The battle was first commemorated at the end of the Second World War, when New Zealand soldiers returned to Crete in late September 1945 to hold a memorial service at the Suda Bay cemetery. The anniversary of the battle has since taken on a growing significance for New Zealanders.

In 1977 more than 100 Māori Battalion veterans and their whānau attended commemorations of the battle in Crete during a pilgrimage to Second World War battle sites and cemeteries around the Mediterranean. They were among a party of 600 men, women and children from Australia and New Zealand who received a huge reception in Crete. The veterans relived the conflict, revisiting places where they had fought and in some cases having moving reunions with Cretan guerrillas who had guided them through the mountains.

In 1981, the 40th anniversary of the battle, New Zealand was represented at commemorations in Crete by a small delegation led by Minister of Defence and Second World War veteran David Thomson. The delegation spent a weekend on the island, paying their respects at memorials. The veterans revisited the sites where they had fought.

Milestone anniversaries

Subsequent commemorations have witnessed an increased New Zealand presence in Crete.

Crete memorials in NZ

The Battle for Crete has been commemorated through the gifting of olive trees by the people of Crete to New Zealand communities in Whāngārei, Rotorua, New Plymouth and Christchurch, and in the creation of the Greek-NZ memorial in Wellington, the foundation stone for which was laid during a commemoration of the battle in 1991.

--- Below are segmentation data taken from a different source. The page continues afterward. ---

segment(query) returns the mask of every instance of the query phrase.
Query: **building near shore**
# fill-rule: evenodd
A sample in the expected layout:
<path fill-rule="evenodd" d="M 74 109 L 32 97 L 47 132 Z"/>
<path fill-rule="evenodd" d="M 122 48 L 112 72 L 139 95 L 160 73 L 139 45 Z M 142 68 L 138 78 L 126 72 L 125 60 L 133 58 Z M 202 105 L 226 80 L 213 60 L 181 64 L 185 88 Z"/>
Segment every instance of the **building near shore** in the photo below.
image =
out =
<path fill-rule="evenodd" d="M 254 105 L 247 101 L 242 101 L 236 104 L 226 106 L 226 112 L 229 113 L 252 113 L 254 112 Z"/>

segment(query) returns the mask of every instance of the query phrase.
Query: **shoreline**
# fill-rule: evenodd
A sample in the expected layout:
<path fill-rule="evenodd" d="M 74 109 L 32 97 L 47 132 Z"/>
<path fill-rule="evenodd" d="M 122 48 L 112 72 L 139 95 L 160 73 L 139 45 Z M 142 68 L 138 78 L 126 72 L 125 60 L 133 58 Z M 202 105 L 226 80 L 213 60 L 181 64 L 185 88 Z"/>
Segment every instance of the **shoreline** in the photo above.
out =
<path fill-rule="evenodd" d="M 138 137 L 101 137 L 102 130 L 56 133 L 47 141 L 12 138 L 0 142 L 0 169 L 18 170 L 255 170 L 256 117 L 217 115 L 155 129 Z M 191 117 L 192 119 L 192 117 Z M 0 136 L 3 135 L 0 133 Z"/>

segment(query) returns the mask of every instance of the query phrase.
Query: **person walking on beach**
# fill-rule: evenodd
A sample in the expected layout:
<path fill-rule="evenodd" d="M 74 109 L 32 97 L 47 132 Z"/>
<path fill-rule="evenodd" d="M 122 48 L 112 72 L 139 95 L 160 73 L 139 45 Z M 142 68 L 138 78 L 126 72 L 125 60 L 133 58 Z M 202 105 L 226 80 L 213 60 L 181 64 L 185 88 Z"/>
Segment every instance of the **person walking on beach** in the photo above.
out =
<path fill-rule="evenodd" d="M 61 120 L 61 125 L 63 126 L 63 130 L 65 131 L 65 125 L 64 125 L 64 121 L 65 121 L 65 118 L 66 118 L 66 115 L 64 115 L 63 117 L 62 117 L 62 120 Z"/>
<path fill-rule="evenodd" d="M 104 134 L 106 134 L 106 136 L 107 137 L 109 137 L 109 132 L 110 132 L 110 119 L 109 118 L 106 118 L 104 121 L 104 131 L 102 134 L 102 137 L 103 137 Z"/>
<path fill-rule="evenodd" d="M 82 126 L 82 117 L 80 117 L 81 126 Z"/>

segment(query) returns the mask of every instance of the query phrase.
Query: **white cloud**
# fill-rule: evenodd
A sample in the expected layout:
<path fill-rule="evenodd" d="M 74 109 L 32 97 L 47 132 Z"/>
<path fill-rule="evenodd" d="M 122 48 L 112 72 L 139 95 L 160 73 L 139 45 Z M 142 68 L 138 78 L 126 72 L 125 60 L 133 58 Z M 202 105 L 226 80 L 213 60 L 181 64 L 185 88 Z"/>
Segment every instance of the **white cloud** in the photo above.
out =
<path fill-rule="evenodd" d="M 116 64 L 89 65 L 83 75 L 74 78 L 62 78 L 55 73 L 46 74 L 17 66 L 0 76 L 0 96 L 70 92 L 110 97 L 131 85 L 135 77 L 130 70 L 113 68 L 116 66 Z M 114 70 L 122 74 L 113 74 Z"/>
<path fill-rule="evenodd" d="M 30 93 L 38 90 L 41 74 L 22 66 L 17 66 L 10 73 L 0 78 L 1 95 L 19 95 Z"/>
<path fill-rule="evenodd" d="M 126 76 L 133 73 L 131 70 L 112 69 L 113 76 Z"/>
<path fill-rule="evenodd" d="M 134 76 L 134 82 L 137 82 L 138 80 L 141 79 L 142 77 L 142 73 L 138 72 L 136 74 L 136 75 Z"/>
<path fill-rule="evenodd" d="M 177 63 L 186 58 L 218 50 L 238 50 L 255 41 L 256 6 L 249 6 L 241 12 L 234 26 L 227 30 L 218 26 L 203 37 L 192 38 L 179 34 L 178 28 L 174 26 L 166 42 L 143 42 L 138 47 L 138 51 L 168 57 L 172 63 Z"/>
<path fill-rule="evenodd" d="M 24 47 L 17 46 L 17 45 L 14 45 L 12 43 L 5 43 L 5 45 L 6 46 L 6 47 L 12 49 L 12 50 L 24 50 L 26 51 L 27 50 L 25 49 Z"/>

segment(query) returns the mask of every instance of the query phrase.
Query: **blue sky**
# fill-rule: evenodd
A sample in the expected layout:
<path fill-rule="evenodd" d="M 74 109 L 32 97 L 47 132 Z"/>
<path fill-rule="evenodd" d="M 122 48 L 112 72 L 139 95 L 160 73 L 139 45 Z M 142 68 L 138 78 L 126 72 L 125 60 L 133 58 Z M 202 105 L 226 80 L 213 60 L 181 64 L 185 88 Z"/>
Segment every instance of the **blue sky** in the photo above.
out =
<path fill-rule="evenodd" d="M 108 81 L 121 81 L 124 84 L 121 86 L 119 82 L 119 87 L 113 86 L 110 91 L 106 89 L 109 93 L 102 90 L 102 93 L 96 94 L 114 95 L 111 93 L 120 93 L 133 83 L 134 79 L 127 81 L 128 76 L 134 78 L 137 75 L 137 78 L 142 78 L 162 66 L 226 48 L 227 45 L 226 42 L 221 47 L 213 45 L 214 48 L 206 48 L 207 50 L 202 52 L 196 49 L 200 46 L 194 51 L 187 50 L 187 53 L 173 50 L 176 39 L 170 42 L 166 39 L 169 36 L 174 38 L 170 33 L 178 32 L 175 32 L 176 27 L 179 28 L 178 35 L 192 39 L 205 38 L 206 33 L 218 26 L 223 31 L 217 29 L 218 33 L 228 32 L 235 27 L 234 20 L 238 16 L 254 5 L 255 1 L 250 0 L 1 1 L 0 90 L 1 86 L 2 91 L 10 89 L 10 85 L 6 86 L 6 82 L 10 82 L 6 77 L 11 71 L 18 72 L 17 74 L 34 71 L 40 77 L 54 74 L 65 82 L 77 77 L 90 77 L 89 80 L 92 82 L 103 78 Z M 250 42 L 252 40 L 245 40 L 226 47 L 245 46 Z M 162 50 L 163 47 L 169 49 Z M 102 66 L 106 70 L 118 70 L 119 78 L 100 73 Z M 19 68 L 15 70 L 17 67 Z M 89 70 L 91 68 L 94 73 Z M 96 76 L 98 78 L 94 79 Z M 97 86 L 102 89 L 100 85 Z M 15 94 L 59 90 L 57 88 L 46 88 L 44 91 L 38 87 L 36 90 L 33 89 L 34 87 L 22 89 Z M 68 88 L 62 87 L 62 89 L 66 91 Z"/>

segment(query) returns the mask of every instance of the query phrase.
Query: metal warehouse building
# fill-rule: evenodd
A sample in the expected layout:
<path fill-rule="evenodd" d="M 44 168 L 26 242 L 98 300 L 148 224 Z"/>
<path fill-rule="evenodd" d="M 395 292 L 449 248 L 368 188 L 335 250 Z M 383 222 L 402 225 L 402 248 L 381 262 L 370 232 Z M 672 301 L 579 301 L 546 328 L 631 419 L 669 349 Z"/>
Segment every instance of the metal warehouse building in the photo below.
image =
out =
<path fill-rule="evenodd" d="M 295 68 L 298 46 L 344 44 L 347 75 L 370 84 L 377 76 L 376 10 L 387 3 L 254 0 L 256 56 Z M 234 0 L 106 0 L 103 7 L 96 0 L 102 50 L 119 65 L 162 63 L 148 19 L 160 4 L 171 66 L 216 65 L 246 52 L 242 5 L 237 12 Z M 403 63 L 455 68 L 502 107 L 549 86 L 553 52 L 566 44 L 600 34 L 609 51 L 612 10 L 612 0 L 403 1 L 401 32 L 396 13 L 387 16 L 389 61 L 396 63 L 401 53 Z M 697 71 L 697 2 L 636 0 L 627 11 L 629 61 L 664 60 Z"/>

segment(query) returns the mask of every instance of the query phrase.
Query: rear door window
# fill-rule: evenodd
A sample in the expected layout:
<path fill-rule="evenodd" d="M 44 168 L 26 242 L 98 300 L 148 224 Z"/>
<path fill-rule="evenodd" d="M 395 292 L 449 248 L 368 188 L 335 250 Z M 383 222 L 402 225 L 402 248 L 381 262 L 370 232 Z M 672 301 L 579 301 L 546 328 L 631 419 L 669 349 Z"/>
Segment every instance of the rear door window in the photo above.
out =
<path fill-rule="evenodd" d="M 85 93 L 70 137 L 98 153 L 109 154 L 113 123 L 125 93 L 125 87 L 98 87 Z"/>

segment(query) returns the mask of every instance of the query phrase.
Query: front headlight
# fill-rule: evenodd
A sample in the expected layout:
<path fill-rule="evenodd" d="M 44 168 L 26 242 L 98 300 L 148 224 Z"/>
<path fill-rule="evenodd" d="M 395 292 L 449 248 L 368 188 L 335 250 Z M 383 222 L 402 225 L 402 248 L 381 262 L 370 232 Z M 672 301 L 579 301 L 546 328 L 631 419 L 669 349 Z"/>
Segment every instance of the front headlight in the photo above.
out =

The 50th anniversary of the battle saw a New Zealand contingent led by Minister of Defence Warren Cooper, accompanied by members of the New Zealand Defence Force and 74 veterans, travel to Greece. After a wreath-laying ceremony at the Tomb of the Unknown Soldier and a street parade in Athens, the New Zealand party flew to Crete to participate in a week-long programme of events. Commemorative services were held each day at memorials around the island, veterans were hosted at an evening reception, and the New Zealand national team took part in a rifle competition with their Greek, Australian and British counterparts.

In addition, a foundation stone was laid for a memorial park at Galatas and a commemorative plaque to New Zealand and Australian soldiers – one of four placed at battle sites on mainland Greece and Crete – was unveiled at Hania by Opposition defence spokesperson Peter Tapsell. Official New Zealand Army Artist Ion Brown travelled to Crete for the 50th anniversary and later completed a painting based on a scene he witnessed during the commemorations.

Ten years later, Prime Minister Helen Clark led a New Zealand delegation to Crete for the 60th anniversary commemorations. She was accompanied by four secondary school students – the winners of an essay writing competition about the Battle for Crete – members of the New Zealand Defence Force and 20 New Zealand veterans of the battle.

The New Zealand group planted two pōhutukawa trees at Galatas as a symbol of the friendship between the peoples of New Zealand and Crete. Helen Clark also viewed a plaque marking the site where New Zealander Dudley Perkins was killed by German machine-gun fire while fighting alongside Cretan partisans in 1944. With her was Dudley’s younger brother Neville. The close of the commemorations was marked by a re-enactment of the German air invasion of Crete in which paratroopers dropped on Maleme airfield before a mock battle ensued.

Recent commemorations

More recent anniversaries have seen a decline in the number of veterans able to attend commemorations in Crete. For the 70th anniversary in 2011 a group of five made the journey alongside some 200 other New Zealanders. In 2016 four out of the 12 surviving veterans of the battle travelled to Crete for the 75th commemorations. They watched Governor-General Sir Jerry Mateparae unveil a memorial plaque to Anzac soldiers on 42nd Street. The question of who should fund veterans’ travel expenses to Crete has been raised recently. The government contributes a one-off sum of $2000 for veterans to attend ceremonies, meaning that they have to cover their own costs to make multiple visits to the island.

As the number of veterans dwindles, more family members and other New Zealanders are attending commemorations in Crete, maintaining the strong New Zealand link with the island. In 2014 some 85 Māori, including 30 secondary school students, were present at the 73rd anniversary commemorations. The numbers attending the annual New Zealand commemorations at the National War Memorial in Wellington are also likely to increase, especially on milestone anniversaries.